Populating Galaxies Into Halos Via Machine Learning on the Simba Simulation
Pratyush Kumar Das, Romeel Davé, Weiguang Cui
TL;DR
MIG presents an end-to-end machine-learning framework to populate dark-matter halos with galaxies by separating centrals and satellites, classifying SF versus Q systems, and regressing SF-subsets to predict $M_{*}$, SFR, $M_{\mathrm{HI}}$, $M_{\mathrm{H_2}}$, and $Z$, trained on the Simba simulation. The study shows that a fraction-based prediction approach, combined with TPOT AutoML and RF feature selection, yields high accuracy across redshifts $z=0,1,2$, with particularly strong gains for satellite galaxies. MIG also recovers galaxy mass functions more faithfully than direct prediction methods, enabling precise predictions of baryonic tracers for large-volume HI intensity mapping. The framework provides a scalable, physically informed method to generate mock galaxy catalogs and tracers for upcoming surveys, while highlighting the importance of SF/Q separation and feature selection in capturing the complex halo–galaxy connection.
Abstract
We present a machine-learning framework, Machine Inferred Galaxy (MIG), to populate dark-matter haloes with galaxies in N-body simulations. MIG predicts stellar mass ($M_\ast$), star-formation rate (SFR), atomic and molecular gas masses ($M_{\mathrm{HI}}$ and $M_{\mathrm{H_2}}$), and metallicity, and can be extended to other properties and simulations. The pipeline first separates haloes into centrals and satellites, then uses classifiers to distinguish star-forming (SF) from quenched (Q) systems, followed by regressors trained on the SF subsets for both centrals and satellites.
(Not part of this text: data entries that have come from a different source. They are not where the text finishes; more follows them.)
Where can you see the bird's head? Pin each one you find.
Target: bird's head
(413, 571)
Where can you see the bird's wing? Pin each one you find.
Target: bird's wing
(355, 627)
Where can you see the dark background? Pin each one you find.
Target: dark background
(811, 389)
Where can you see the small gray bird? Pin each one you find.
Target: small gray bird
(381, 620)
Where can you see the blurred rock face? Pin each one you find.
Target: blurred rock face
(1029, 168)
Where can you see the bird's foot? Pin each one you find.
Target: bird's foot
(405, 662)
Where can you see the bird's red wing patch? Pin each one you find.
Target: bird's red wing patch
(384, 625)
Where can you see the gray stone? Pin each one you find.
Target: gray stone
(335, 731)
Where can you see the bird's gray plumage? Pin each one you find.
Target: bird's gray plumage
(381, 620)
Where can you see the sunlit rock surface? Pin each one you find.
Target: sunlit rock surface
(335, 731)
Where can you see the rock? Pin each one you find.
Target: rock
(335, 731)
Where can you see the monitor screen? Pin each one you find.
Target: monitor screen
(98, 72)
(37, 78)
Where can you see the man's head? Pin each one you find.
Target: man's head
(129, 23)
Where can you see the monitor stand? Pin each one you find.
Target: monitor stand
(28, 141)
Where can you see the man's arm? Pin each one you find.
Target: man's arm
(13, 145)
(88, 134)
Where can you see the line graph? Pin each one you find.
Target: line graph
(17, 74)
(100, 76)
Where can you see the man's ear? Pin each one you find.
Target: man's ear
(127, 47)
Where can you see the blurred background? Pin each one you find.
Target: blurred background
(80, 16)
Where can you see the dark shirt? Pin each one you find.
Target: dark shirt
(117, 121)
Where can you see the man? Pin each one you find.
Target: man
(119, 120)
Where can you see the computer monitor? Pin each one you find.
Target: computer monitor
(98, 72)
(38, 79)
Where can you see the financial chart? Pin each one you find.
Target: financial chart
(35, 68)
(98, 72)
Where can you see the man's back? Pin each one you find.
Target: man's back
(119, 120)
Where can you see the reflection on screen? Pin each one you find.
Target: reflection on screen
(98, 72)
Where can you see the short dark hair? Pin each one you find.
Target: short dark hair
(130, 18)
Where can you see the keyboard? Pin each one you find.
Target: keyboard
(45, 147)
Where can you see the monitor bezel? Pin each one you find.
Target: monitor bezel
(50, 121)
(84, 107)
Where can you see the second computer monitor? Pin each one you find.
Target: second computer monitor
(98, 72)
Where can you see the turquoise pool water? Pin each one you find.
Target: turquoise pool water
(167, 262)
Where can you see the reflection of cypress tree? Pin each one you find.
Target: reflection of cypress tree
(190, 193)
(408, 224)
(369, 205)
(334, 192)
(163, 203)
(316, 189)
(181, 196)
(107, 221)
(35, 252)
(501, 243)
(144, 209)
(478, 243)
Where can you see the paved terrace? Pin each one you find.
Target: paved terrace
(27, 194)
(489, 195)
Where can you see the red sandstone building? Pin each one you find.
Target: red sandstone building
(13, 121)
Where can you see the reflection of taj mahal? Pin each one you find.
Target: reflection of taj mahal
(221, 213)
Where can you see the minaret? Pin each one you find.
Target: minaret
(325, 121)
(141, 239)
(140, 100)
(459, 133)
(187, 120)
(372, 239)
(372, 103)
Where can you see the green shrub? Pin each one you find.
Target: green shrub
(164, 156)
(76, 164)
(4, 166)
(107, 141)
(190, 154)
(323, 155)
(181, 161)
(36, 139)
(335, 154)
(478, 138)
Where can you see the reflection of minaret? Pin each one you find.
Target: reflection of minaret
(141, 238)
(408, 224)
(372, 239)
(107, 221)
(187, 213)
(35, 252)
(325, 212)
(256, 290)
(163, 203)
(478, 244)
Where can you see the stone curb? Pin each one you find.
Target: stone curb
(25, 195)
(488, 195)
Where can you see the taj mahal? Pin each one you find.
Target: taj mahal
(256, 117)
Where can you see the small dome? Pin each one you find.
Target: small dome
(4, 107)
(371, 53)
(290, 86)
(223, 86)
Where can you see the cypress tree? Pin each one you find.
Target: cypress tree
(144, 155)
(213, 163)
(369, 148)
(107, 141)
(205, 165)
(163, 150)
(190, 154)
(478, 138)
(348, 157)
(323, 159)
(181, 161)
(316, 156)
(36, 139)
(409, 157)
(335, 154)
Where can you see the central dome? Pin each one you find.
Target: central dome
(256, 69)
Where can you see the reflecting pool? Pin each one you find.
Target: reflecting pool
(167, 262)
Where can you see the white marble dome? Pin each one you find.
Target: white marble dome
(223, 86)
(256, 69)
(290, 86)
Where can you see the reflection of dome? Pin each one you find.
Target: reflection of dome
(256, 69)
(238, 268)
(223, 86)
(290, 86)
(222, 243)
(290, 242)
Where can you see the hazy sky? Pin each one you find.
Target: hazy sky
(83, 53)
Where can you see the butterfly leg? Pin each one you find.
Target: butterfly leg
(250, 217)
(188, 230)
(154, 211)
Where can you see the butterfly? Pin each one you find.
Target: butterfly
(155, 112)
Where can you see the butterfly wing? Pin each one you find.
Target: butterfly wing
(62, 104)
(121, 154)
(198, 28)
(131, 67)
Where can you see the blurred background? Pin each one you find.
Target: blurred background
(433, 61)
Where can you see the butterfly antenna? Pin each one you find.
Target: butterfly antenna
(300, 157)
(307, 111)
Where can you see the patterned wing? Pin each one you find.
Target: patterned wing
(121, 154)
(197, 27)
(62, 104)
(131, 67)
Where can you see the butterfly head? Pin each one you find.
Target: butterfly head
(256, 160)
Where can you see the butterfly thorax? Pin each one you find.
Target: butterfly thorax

Trained on the $(100,h^{-1},\mathrm{Mpc})^3$ SIMBA galaxy-formation simulation at $z=0$, MIG achieves high accuracy for key baryonic properties (e.g. $R^2 \approx 0.9$ for $M_{\mathrm{HI}}$ of central galaxies), and remains robust at $z=1$ and $z=2$. Training on fractional quantities (e.g. $M_{\mathrm{HI}}/M_\ast$) and rescaling by predicted $M_\ast$ improves performance over direct predictions across properties and redshifts. MIG also reproduces galaxy mass distribution functions with higher fidelity, enabling accurate predictions of integrated tracers such as H I intensity maps. MIG therefore provides an efficient, physically consistent route to generate mock galaxy catalogues and baryonic tracers in large cosmological volumes for upcoming surveys.